#17583 Reply

Chantelle
Participant

The first time I met my current university violin professor, I was totally nervous! Here I was, feeling like a small town nobody and one of the best violinists in my country was about to listen to scales and repertoire that I’ve only been practicing for about a week. I was expecting him to be like an old time, hard core, makes students cry type of a teacher. But, he was totally the opposite! There are times when he is strict, but 75% of the time he is down to earth, funny, and super caring for his students.

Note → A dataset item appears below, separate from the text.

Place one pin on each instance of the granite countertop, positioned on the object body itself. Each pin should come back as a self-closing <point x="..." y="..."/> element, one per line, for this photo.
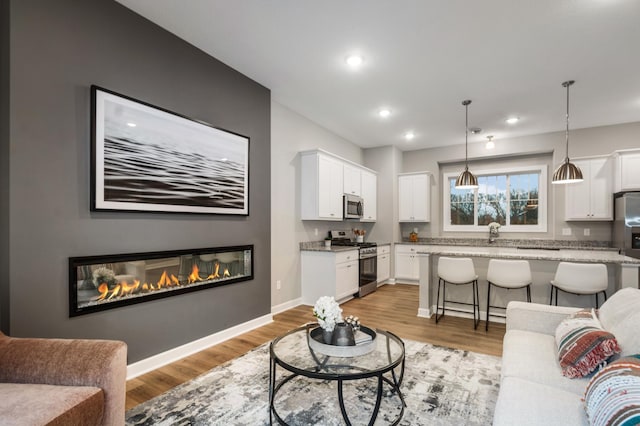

I think the important thing to remember is that, no matter what their reputation is, all teachers are human. They have families to care for, and other hobbies, just like you. They also can have good days and bad days. If you happen to schedule a lesson when they are in a bad mood, that’s not your fault. At the end of the day, all teachers want is to see you improve. It’s ok to feel nervous at first, because you don’t know what to expect from them or how they will go about critiquing you. They could be a bit nervous about teaching you for the first time too! He or she doesn’t know how you will react to their criticisms, or if you will completely understand the first way they explain something, or get confused or frustrated easily, or if you will even practice before your next lesson. But, these feelings should go away quickly for both of you. Your teacher should be your rock; the one person who you can confide in about your struggles and the first person to cheer on your victories. Playing for your teacher isn’t like playing for a mass audience. It’s playing for your best buddy. If it doesn’t feel that way over time, then perhaps you haven’t yet found the best teacher for you. And that’s ok too, everyone has their own learning style and teaching style. It’s just a matter of finding the best fit.